From: InfoSec News <isn () c4i org>
Date: Mon, 8 Dec 2003 04:27:21 -0600 (CST)

Forwarded from: William Knowles <wk () c4i org>

http://www.computerworld.com/securitytopics/security/story/0,10801,87862,00.html

Story by Jaikumar Vijayan 
DECEMBER 05, 2003
COMPUTERWORLD 

A knowledge of information security risk management is just one of the
many skills a chief security officer needs for crafting, influencing
and directing an effective organizationwide protection strategy.

Increasingly, the job also calls for an understanding of issues as
diverse as emergency preparedness, crisis management and response,
physical security, disaster recovery, and privacy and regulatory
matters. That's the assessment of Alexandria, Va.-based ASIS
International, a 33,000-member group of security professionals that
this week released draft guidelines that companies can use when
developing CSO positions.

"There's been a lot of discussion on the need for organizations to
create a centralized governance function for many areas of risk," said
Jerry Brennan, president of Vienna, Va.-based Security Management
Resources Inc. and one of the drafters of the document.

The guidelines are the result of an attempt to give a formal
definition of the scope, responsibilities for reporting relationships
and experience needed to do the job, he said.

"There wasn't much available that addressed the pulling together, from
a governance perspective, of all of the areas of security risk that an
organization faces," Brennan said. "So we decided to try and craft a
document that would be broad-based and truly represent what the CSO
position would be in an organization."

The ASIS guidelines come at a time when a growing number of security
professionals say there needs to be a top-level management position to
oversee all aspects of operational risk. "I have always found it
preposterous to suggest that there are separate disciplines that
require separate management" when it comes to operational security,
said Dennis Treece, director of corporate security at the
Massachusetts Port Authority in Boston.

For example, installing a privacy officer who is separate from the
rest of the security team only "fragments the effort and ensures that
the physical and virtual aspects of privacy have to be laboriously
coordinated," Treece said. The same is true when it comes to having
separate chief information security officer and CSO functions. "Having
been both separately and now both at the same time, I can state with
confidence that combining them makes the most sense," he said.

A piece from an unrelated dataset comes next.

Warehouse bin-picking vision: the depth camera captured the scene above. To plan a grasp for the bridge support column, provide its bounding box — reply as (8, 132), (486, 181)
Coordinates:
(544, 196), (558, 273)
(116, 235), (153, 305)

Even so, security professionals agree that only a relatively small
number of companies have created a formal CSO function because of the
substantial political and organizational challenges that need to be
overcome in doing so.

The popular notion of the CSO being in charge solely of IT and
physical security functions has also limited the effectiveness of the
role, said David W. Stacy, global IT security director at St. Jude
Medical Inc., a $1.6 billion manufacturer of medical equipment in St.  
Paul, Minn.

"I prefer the concept of the chief risk officer that encompasses these
two areas" while also including other functions such as privacy, risk
insurance and regulatory compliance, Stacy said.

"So, moving to a CSO model that only deals with IT security and
physical security may be a logical first step to eventually getting to
a CRO model," he added. "But even having a CSO would be a revolution,
as opposed to an evolution, in many organizations."

Some security professionals have trouble with the concept of having an
all-encompassing role. For one thing, "there is a huge difference
between the practice of physical security management and information
security management," said Eddie Schwartz, chief technology officer at
Securevision LLC, a Fairfax, Va.-based consultancy. "While both
disciplines have the use of technology as a common element, the
background and education of the practitioners are distinct."

There's also the danger of rolling far too many functions under the
CSO umbrella, Schwartz said. "It's an unnatural organization of
activities and doomed to failure in most organizations," he said.